Children's rights - how come nobody asked us?
“Kids grow up having a lot of ideas,” says Lucienne. “We are very aware and come up with a lot of ideas older people might not have. You can see in the Young Scientists competition each year kids as young as 14 or 16 having amazing ideas.”
“A lot of older people don’t seem to have any opinion on anything and we do, we have a lot of opinions and we don’t have a voice and that’s wrong,” agrees Ellie, while Kirsty points out that in their CSP classes they are immersed in learning and thinking about rights and how they should be applied, while most adults aren’t giving such issues a second thought.
They are particularly vocal about how unfair it seems that young people don’t even have a voice in issues that impact crucially on their lives, such as whom they should live with if their parents break up.
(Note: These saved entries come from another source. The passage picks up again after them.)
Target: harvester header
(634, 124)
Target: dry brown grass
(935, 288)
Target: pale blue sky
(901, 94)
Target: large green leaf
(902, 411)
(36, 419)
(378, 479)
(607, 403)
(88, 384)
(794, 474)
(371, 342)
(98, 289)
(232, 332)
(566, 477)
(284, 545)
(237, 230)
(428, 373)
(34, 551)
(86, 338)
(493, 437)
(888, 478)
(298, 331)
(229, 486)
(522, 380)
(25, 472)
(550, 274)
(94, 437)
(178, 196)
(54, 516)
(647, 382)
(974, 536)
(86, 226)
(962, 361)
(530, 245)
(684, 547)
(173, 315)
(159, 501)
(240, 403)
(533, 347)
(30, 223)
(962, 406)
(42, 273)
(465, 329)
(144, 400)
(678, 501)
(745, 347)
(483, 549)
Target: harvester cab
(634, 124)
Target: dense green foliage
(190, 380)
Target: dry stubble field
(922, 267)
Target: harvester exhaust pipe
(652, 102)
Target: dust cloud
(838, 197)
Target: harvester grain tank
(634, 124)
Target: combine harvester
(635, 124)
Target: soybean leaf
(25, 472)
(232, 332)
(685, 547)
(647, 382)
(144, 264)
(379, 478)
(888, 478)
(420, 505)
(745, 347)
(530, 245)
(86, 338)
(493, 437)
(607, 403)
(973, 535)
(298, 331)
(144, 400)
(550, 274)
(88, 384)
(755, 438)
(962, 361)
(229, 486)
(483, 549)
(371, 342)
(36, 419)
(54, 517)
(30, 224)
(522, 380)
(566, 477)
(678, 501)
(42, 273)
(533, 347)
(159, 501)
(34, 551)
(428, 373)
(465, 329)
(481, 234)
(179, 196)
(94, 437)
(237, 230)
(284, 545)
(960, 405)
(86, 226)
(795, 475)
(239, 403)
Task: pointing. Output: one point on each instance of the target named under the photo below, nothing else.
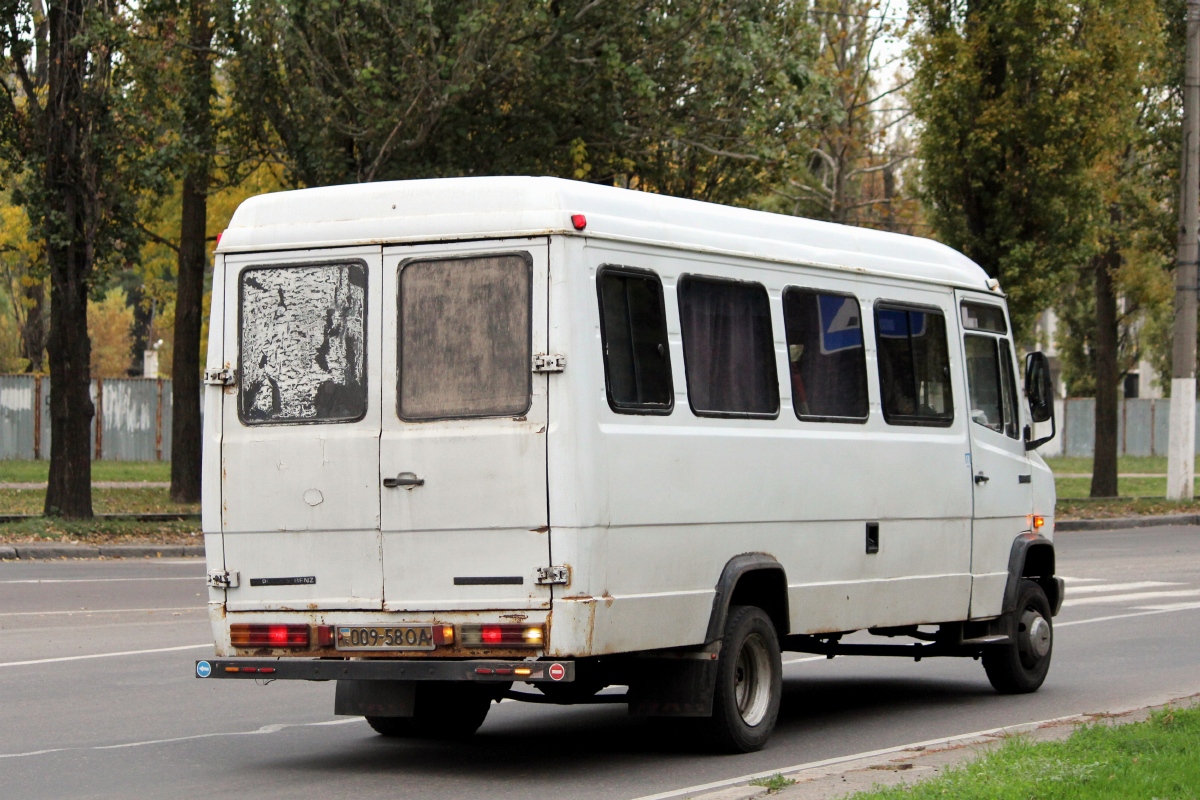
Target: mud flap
(673, 687)
(375, 698)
They say adults can’t truly know what is best for young people because they are no longer young themselves. Of course they must ask young people if they want to get the answer right.
“Adults talk down to us,” says Josh. “They think they have more experience so they know better, but they can’t know what’s right for us without trying to think like us.”
“If I could say one thing to adults,” says Kirsty, “I’d say ‘Don’t always think you know what’s best for us. Think about how a child feels, how a child is thinking. And if you can’t, ask a child.’ I think by voting Yes adults will think more about what a child thinks.”
‘Ireland has failed children’
Throughout the corridors of Newpark are posters, some hand-made and some from Unicef Ireland, proclaiming “It’s About You” and encouraging the teenagers to get to know what this referendum is about. Peter Power, executive director of Unicef Ireland, explains the concept of the “It’s About You” campaign has been to get children informed about the issues being voted on on Saturday.
Despite the fact none will have a vote in it, it is, he says, an opportunity to stimulate in children an awareness of themselves as important and valuable and worth listening to.
“If we can’t begin that then this referendum is really just lip-service. We realised the need to explain what’s going on in this referendum, in the words of children. So we engaged with children and youth groups all over the country and asked them to articulate children’s rights in their own words.”